- Genre: Teen sitcom
- Created by: Dan Schneider
- Showrunner: Dan Schneider
- Starring: Victoria Justice; Leon Thomas III; Matt Bennett; Elizabeth Gillies; Ariana Grande; Avan Jogia; Daniella Monet;
- Theme music composer: Łukasz Gottwald; Michael Corcoran; Dan Schneider;
- Opening theme: "Make It Shine"
- Country of origin: United States
- Original language: English
- No. of seasons: 4
- No. of episodes: 57 (list of episodes)

Production
- Executive producers: Dan Schneider; Warren Bell; Robin Weiner;
- Producers: Bruce Rand Berman; Joe Catania; Jake Farrow; Matt Fleckenstein; Tom Keniston; Christopher J. Nowak;
- Production locations: Nickelodeon on Sunset Hollywood, California
- Camera setup: Videotape (filmized); Multi-camera
- Running time: 24 minutes 46 minutes (specials)
- Production companies: Schneider's Bakery; Sony Music Entertainment; Nickelodeon Productions;

Original release
- Network: Nickelodeon
- Release: March 27, 2010 – February 2, 2013

Related
- Sam & Cat (2013–2014) Hollywood Arts (2026)

= Victorious =

2010 American teen sitcom

Victorious is an American teen sitcom created by Dan Schneider that aired on Nickelodeon from March 27, 2010, to February 2, 2013. The series ran for four seasons and produced 57 episodes.
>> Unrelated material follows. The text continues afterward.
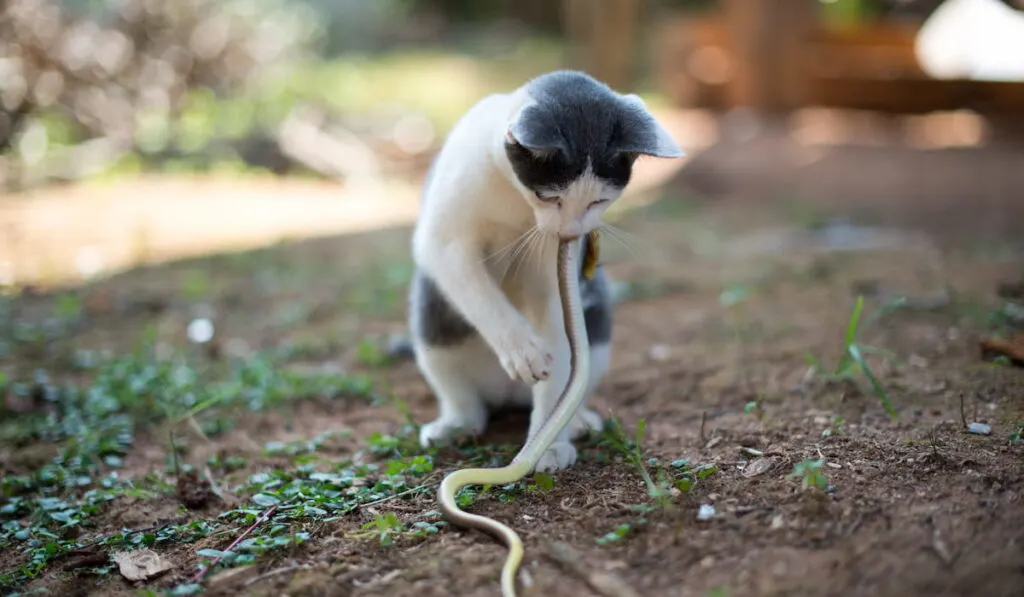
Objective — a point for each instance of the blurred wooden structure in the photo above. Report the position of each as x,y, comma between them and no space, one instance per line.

The show follows aspiring singer Tori Vega, a teenager who enrolls at the performing-arts high school Hollywood Arts after unexpectedly taking her older sister Trina's place in a school showcase. As she adjusts to her new environment, Tori navigates a series of comedic situations with fellow students Andre Harris, Robbie Shapiro, Jade West, Cat Valentine, and Beck Oliver.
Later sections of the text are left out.